As soon as a word has left the lips, not even the fastest horse can catch up with it.

Mandryka

#17
Quote from: (: premont :) on January 18, 2012, 10:20:42 AM
Thanks for this. Paul Wolfe´s Händel suites were well regarded in the 1960es, his recording of the Eight great suites being the only one besides Anton Heiller´s recording from the mid 50es (Amadeo) and Christopher Wood´s from the late 50es (Saga). I never heard Wolfe´s as the LPs were unavailable in my country. I note that Wolfe plays in a typical post-Landowska style, which among other things is characterized by deliberate pace, heavy registrations (much 16F), inorganic changes of registration, litteral execution of rhythms (very disturbing in the prelude), metrical execution of trill´s and a general pianistic approach implying almost continual legato. But I admit, that some kind of poetry emerges from the playing after all.   
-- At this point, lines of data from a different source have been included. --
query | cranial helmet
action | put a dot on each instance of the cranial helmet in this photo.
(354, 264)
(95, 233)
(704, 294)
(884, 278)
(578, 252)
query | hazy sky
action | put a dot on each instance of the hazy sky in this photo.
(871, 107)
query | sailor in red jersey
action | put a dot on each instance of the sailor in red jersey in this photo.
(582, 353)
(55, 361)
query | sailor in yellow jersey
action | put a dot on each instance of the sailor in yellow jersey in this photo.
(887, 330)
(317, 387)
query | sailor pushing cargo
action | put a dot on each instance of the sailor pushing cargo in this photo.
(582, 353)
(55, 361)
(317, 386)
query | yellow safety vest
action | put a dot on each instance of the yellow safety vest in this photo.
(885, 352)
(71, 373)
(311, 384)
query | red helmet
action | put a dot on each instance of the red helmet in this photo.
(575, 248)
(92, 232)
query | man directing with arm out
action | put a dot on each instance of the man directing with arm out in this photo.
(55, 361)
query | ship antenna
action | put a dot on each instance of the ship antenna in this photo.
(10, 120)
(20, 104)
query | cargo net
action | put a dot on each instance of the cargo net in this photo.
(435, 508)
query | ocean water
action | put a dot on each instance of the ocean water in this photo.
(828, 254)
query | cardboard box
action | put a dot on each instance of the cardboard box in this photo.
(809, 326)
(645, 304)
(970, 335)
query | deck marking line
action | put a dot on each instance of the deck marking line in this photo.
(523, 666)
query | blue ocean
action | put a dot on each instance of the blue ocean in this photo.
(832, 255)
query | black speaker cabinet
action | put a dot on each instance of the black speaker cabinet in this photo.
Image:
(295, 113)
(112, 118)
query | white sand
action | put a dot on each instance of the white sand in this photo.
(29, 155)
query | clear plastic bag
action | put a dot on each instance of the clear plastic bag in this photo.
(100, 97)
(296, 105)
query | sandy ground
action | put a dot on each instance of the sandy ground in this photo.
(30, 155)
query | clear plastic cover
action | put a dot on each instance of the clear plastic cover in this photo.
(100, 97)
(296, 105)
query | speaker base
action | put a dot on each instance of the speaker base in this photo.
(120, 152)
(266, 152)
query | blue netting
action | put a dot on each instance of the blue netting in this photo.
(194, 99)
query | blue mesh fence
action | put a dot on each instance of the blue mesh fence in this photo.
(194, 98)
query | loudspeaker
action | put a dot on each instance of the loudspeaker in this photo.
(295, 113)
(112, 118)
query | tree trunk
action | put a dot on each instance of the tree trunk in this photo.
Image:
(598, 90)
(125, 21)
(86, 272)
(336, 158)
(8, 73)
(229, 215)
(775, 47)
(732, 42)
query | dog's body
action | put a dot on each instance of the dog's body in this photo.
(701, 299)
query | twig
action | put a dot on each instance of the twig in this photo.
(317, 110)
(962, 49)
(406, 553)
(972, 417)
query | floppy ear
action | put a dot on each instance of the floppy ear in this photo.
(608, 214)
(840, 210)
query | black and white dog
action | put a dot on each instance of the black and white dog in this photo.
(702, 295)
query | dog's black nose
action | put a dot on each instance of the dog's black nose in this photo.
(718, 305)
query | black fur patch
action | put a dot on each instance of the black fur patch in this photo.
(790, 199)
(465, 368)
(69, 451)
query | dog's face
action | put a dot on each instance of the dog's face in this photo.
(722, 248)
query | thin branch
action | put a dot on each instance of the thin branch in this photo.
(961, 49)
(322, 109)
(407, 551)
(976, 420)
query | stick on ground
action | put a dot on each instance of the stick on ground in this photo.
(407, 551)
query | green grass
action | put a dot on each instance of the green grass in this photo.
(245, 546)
OK -- that's an interesting thing to think about. I'm much less familiar with styles of harpsichord playing than I am with schools of piano playing.

So would you put Puyanas's French Partita (BWV 831), Walcha's English Suites, Kirkpatrick's Partitas  and the 1950s Goldbergs and AoF from  Leonhardt in the same category? I mean, I know they didn't record on instruments as colourful as Wolfe's and Landowska's. But in terms of articulation?
Wovon man nicht sprechen kann, darüber muss man schweigen

Josquin des Prez

Quote from: milk on January 19, 2012, 04:08:38 AM
Thanks so much for trying but I can't seem to make this work. Now I want this more than ever.

I'll try to upload them later on today, when i get back home.

Geo Dude

Quote from: Josquin des Prez on January 19, 2012, 10:01:29 AM
I'll try to upload them later on today, when i get back home.

I'm sure I speak for all of the harpsichord fans on the board when I say that I'm thankful for the effort.